Healthcare Claims Data Helps EM Providers Restore Good Faith in Payer Contract Negotiations

Most emergency medicine (EM) providers know the unsettling feeling of completing contract negotiations with a payer, wondering whether the deal they just inked was a good one or if they left money on the table.

Payer-provider contracts are essential for ensuring that EM providers receive timely, appropriate reimbursement for their services, while also ensuring that patients receive the care they need. Payer contracts cover reimbursement rates, medical necessity, credentialing, prior authorization, and more. To reach agreement with favorable terms, it is important for providers to do their homework on their own performance in these areas, as well as on the competition, before sitting down with payers.

Payers Leverage Proprietary Intelligence To Strengthen Negotiating Power  

Unfortunately, providers enter contract negotiations at a disadvantage. Payers have deep insight into services provided by competitors within a market, and they use this information to create disproportionate leverage. Conversely, providers cannot see into payers’ “black box” and are prohibited by anti-trust rules from exchanging information about contracted rates with other providers. As a result, they enter negotiations with little to no information about how they stack up against the competition or what fair reimbursement looks like in their market. While there are experts whom providers can hire to provide insight and help them develop their negotiation strategy, these resources are out of reach for most providers unless they are part of a larger healthcare system that will pick up the bill.

If providers want to prevail in negotiations with payers and emerge with a favorable contract, they cannot walk in cold. They must arm themselves with solid data about their own practice, as well as intelligence about the rates and terms market competitors are getting from payers. 

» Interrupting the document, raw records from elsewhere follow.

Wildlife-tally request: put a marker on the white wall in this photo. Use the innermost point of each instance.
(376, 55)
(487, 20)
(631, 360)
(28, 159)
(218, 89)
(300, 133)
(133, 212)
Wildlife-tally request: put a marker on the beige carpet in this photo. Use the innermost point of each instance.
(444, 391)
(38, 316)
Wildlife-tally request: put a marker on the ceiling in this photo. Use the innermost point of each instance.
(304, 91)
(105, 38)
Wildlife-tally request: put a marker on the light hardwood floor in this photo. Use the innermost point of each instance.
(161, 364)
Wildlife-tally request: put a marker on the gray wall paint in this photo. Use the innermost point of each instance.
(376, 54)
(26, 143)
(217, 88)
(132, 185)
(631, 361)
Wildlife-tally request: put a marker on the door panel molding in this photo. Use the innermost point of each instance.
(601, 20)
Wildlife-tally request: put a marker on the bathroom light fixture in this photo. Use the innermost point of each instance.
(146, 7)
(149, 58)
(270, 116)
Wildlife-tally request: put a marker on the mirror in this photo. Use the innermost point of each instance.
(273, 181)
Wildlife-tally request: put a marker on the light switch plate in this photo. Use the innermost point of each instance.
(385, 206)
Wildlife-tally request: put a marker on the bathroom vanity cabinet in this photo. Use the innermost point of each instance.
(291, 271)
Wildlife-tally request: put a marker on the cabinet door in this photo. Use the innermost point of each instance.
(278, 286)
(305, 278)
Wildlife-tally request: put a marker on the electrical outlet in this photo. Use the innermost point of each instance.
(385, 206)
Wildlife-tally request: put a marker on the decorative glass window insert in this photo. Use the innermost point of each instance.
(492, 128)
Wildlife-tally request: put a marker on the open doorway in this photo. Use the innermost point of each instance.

Unprecedented Access to Claims Data Is Turning the Tables

Until recently, providers could not obtain information about their competitors, their market, or payer behavior. Today, a game-changing data service like ZOLL® Claims Clarity will scour and normalize billions of actual healthcare claims and remits to deliver market intelligence on charges, payments, and denials by specialty and sub-specialty. 

Access to healthcare claims and remits data gives providers renewed negotiating power. With visibility into the payments by, for example, a single CPT code or their entire book of business, providers can begin to recognize patterns in payer behavior that can help them negotiate smarter during contract talks. Understanding how the payer will behave once the provider is under contract and in network allows the provider to anticipate and mitigate contractual language that would put them at a disadvantage. For example, instead of negotiating the rate alone for a service, they also can lobby to include language that the payer will limit denials to a certain percentage or agree to waive prior authorizations on a standard procedure.

Tips for Providers Preparing to Negotiate Payer Contracts

First and foremost, providers must prepare for payer negotiations well in advance. To set themselves up for success, they should:

  • Evaluate what they bring to the table
  • Articulate what differentiates them in the market
  • Know their payer mix, including fee schedules and how payers compare to one another
  • Establish their opening position, including contract term, language, rates, etc. 
  • Determine which details are negotiable and which are not 
  • Support their position with data from their practice and on the competition 

Once the provider has gathered all the data about their practice, they will need to shop for a market intelligence resource to provide additional information.

Capabilities To Look for in a Healthcare Market Intelligence Product

There are competing market intelligence products and services available, and providers should examine them closely to determine which ones can provide the true market transparency and accuracy they require. For example, providers should ask whether the data is drawn specifically from healthcare claims or includes unactionable information, such as dental or pet insurance claims. Is the data sourced from what payers have released, or is it extracted from a high volume of de-identified, adjudicated claims? Answering these questions can help providers determine which offering has the most reliable, actionable data.

Providers who want to harness healthcare claims data to negotiate favorable rates and drive commercial success will want to seek out a best-in-class data service with capabilities, such as: 

  • Allows providers to see actual reimbursement rates from payers within a user-defined region and specialty without fear of breaking anti-trust or collusion rules
  • Enables filtering by taxonomy to obtain the most accurate, relevant healthcare claims data
  • Fosters healthcare market transparency by revealing charges, payments, and denials
  • Eliminates “ghost rates” from the data so providers are working with legitimate numbers
  • Offers visibility into payer behavior and total payment trend by payer and code to help providers support their position and make informed decisions 
  • Fosters market transparency to help providers establish benchmarks and analyze performance relative to their competition

Robust healthcare market intelligence, such as that provided by the ZOLL Claims Clarity data service, can transform how EM providers approach payer contracts. Armed with claims data to strengthen their position, providers can enter good faith negotiations more confident in what to expect and even knowing when to walk away from a payer contract that will be unprofitable or demand a heavy administrative burden. Finally, the tables have turned: providers need never again wonder if the contract they signed was a good one.